My maman had a curious network of loyalties, it is true, but in this case she had no time to telephone anyone — it was Bill Millefleur himself who sent the signal, by leaving the theatre without waiting for compliments about his work.
When Wally Paccione learned Macbeth had disappeared before notes,* he knew I was about to be born, and he slid down the narrow ladder with a grin on his face which Bill — had he been able to witness it — would have found at once grotesque and threatening.
Wally was fifty years old. He had big pale lips, a craggy nose, pale grey eyes, ginger bushy eyebrows, a tall freckled forehead, a receding hairline.

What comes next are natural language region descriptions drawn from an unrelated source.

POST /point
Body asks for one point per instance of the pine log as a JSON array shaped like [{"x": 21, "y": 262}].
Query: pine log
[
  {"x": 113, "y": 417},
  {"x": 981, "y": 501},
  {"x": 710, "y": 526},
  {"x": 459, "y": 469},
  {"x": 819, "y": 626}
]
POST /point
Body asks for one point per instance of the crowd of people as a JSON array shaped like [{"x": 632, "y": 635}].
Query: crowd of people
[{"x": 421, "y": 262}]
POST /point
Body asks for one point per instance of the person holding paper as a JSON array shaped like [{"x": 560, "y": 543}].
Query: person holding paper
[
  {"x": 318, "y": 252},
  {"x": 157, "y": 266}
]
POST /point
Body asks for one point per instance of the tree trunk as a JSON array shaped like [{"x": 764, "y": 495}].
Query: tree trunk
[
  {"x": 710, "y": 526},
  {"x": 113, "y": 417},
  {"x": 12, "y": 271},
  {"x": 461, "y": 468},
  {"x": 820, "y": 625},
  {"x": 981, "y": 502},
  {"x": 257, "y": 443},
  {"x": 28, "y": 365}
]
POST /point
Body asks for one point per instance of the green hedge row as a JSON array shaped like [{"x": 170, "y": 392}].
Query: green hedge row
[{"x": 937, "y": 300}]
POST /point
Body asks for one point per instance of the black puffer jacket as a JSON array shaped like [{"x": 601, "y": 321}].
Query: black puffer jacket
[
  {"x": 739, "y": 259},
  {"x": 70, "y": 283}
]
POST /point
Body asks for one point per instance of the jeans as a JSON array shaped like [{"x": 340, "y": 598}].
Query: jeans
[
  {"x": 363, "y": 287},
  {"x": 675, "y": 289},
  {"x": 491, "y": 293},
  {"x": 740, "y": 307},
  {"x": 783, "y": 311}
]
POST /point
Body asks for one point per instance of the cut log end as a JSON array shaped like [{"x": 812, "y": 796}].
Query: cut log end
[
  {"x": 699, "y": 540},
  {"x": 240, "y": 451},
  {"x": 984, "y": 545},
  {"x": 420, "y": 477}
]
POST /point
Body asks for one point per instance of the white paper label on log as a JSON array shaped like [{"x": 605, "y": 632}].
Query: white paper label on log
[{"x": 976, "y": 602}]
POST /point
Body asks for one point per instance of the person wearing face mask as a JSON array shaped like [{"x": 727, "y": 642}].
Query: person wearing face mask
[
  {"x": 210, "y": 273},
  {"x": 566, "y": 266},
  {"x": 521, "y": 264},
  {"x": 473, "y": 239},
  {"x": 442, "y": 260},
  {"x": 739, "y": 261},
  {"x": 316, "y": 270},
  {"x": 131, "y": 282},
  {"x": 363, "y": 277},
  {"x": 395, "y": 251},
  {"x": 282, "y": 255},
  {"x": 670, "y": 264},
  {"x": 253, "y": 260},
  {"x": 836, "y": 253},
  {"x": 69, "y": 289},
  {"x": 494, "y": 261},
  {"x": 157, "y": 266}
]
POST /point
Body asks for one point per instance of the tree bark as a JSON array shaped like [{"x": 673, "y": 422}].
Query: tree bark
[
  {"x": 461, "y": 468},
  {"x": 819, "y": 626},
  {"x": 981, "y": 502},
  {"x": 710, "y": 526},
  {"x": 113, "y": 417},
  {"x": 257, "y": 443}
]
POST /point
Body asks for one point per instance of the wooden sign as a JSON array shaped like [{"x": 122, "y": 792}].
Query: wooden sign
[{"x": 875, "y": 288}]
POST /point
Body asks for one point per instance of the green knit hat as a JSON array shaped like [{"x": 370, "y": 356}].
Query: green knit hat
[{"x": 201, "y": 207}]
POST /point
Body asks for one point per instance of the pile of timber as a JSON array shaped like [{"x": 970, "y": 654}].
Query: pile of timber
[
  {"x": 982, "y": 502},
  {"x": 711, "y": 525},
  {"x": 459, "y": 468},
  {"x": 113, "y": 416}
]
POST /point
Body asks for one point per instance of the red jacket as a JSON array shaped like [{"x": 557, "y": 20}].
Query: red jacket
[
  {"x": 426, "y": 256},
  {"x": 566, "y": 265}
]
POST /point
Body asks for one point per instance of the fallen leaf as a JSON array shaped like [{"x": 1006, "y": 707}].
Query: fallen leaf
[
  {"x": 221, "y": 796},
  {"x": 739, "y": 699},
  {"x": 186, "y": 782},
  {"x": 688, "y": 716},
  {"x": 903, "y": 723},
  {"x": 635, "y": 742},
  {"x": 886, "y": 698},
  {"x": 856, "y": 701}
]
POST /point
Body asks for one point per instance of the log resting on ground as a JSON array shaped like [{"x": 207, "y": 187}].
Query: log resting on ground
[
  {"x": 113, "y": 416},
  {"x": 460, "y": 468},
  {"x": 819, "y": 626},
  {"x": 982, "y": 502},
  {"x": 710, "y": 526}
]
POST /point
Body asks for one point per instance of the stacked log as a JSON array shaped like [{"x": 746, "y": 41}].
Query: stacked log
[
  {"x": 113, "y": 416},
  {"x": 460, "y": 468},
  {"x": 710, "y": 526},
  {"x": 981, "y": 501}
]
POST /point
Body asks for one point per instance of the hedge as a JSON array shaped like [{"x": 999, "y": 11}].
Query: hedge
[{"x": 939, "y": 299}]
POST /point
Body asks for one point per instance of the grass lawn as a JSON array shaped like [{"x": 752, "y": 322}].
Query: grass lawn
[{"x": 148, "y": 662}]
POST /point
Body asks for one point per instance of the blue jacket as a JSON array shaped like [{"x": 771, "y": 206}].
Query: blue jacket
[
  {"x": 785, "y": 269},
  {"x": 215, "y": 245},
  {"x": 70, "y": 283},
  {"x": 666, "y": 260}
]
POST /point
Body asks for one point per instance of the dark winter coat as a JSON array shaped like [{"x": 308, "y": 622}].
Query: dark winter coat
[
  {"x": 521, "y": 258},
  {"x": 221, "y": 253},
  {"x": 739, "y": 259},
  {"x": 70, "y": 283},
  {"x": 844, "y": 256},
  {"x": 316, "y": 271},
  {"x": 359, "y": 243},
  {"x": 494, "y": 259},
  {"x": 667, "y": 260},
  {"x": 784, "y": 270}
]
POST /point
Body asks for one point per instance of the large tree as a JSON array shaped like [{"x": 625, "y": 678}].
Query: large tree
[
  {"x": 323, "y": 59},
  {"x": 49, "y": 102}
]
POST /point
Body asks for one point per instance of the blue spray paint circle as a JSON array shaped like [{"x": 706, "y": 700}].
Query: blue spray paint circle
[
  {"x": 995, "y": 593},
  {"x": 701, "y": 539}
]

When he strode across the centre of the stage the curve of his broad back suggested excitement, furtiveness, urgency, secrecy. He checked the ‘foyer’, then ran, hunched over, elbows tucked in against his ribs, up one flight of stairs, down three steps, and up another flight to the tower which had once housed the office of the Director of the Circus School but which was now my mother’s apartment. The tower was empty. He skittered down the narrow steps to the second floor. He knocked on the bathroom door and disturbed — not Bill, not my mother — but the notoriously constipated Claire Chen.